1
votes

I'm trying to figure out if there's a way to calculate a minimum required size for an output buffer, based on the size of the input buffer.

This question is similar to zlib, deflate: How much memory to allocate?, but not the same. I am asking about each chunk in isolation, rather than the entire stream.

So suppose we have two buffers: INPUT and OUTPUT, and we have a BUFFER_SIZE, which is - say, 4096 bytes. (Just a convenient number, no particular reason I choose this size.)

If I deflate using:

deflate(stream, Z_PARTIAL_FLUSH)

so that each chunk is compressed, and immediately flushed to the output buffer, is there a way I can guarantee I'll have enough storage in the output buffer without needing to reallocate?

Superficially, we'd assume that the DEFLATED data will always be larger than the uncompressed input data (assuming we use a compression level that is greater than 0.)

Of course, that's not always the case - especially for small values. For example, if we deflate a single byte, the deflated data will obviously be larger than the uncompressed data, due to the overhead of things like headers and dictionaries in the LZW stream.

Thinking about how LZW works, it would seem if our input data is at least 256 bytes (meaning that worst case scenario, every single byte is different and we can't really compress anything), we should realize that input size LESS than 256 bytes + zlib headers could potentially require a LARGER output buffer.

But, generally, realworld applications aren't going to be compressing small sizes like that. So assuming an input/output buffer of something more like 4K, is there some way to GUARANTEE that the output compressed data will be SMALLER than the input data?

(Also, I know about deflateBound, but would rather avoid it because of the overhead.)

Or, to put it another way, is there some minimum buffer size that I can use for input/output buffers that will guarantee that the output data (the compressed stream) will be smaller than the input data? Or is there always some pathological case that can cause the output stream to be larger than the input stream, regardless of size?

2
I'm confused. Are you compressing or decompressing? First you say deflate(), which is compression. Then you say that each chunk is "decompressed". So decompression. Then you say that deflated data will be larger if you're not using compression level 0. So you mean decompression? Then you say that deflate data will be larger than the uncompressed stream for small data sizes, so compression. Then you ask about guaranteeing that the output is smaller than the input (which you can't), so compression.Mark Adler
Sorry for the confusion - I'm compressing. When I said "decompressed" that was a mistake (I edited post to fix.)Siler
Then what does "Superficially, we'd assume that the DEFLATED data will always be larger than the uncompressed input data" mean?Mark Adler

2 Answers

2
votes

Though I can't quite make heads or tails out of your question, I can comment on parts of the question in isolation.

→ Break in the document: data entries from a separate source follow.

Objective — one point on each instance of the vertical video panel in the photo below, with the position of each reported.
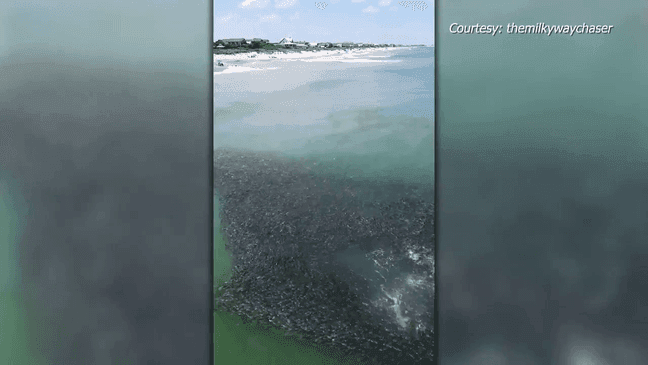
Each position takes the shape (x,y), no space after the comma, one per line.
(324,182)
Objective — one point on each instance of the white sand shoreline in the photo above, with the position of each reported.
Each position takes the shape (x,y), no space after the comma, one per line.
(241,62)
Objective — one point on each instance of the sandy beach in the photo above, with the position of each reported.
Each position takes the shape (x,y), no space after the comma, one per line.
(257,61)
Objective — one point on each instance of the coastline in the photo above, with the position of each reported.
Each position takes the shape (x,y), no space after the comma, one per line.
(249,55)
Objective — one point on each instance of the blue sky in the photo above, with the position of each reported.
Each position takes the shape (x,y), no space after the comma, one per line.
(377,21)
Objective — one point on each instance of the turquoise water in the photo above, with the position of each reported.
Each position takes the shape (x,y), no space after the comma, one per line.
(14,333)
(375,114)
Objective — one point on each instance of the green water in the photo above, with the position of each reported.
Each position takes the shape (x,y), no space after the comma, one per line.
(14,333)
(238,343)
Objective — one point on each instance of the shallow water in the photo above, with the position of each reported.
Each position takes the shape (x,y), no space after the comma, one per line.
(348,117)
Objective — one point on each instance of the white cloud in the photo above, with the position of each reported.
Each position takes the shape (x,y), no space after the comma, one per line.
(272,18)
(283,4)
(224,19)
(254,4)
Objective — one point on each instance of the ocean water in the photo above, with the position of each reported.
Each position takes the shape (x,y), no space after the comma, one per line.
(364,115)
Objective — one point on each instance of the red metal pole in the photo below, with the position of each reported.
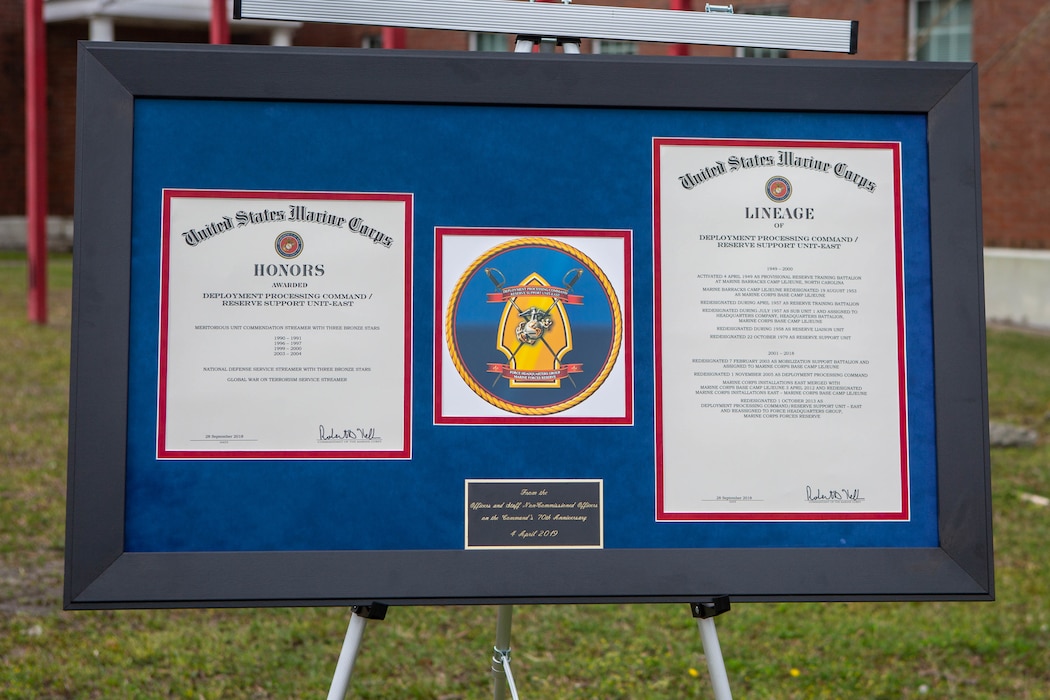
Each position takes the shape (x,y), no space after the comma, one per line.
(679,49)
(219,27)
(36,161)
(394,37)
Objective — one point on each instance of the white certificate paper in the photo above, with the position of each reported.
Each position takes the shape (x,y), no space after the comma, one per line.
(780,355)
(285,325)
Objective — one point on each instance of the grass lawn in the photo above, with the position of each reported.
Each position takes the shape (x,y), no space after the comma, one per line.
(933,650)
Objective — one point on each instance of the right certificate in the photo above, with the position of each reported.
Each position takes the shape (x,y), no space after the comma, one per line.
(779,331)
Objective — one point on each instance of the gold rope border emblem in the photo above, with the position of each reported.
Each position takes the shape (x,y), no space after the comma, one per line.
(609,293)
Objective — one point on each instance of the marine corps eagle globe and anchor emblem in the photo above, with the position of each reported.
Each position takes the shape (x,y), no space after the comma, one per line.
(522,335)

is there some way to GUARANTEE that the output compressed data will be SMALLER than the input data?

Absolutely not. It will always be possible for the compressed output to be larger than some input. Otherwise you wouldn't be able to compress other input.

(Also, I know about deflateBound, but would rather avoid it because of the overhead.)

Almost no overhead. We're talking a fraction of a percent larger than the input buffer for reasonable sizes.

By the way, deflateBound() provides a bound on the size of the entire output stream as a function of the size of the entire input stream. It can't help you when you are in the middle of a bunch of deflate() calls with incomplete input and insufficient output space. For example, you may still have deflate output pending and delivered by the next deflate() call, without providing any new input at all. Then the expansion ratio is infinite for that isolated call.

due to the overhead of things like headers and dictionaries in the LZW stream.

deflate is not LZW. The approach it uses is called LZ77. It is very different from LZW, which is now obsolete. There are no "dictionaries" stored in compressed deflate data. The "dictionary" is simply the uncompressed data that precedes the data currently being compressed or decompressed.

Or, to put it another way, is there some minimum buffer size that I can use for input/output buffers ...

The whole idea behind the zlib interface is for you to not have to worry about what will fit in the buffers. You just keep calling deflate() or inflate() with more input data and more output space until you're done, and all will be well. It does not matter if you need to make more than one call to consume one buffer of input, or more than one call to fill one buffer of output. You just have loops to make more calls, provide more input when needed, and disposition the output when needed and provide fresh output space.

1
votes

Information theory dictates that there must always be pathological cases which "compress" to something larger.

This page starts off with the worst case encoding sizes for zlib - looks like the worst case growth is 6 bytes, plus 5 bytes per started 16KB block. So if you always flush after less than 16KB, having buffers which are 11 bytes plus your flush interval should be safe.

Unless you have tight control over the type of data you're compressing, finding pathological cases isn't hard. Any random number generator will find you some pretty quickly.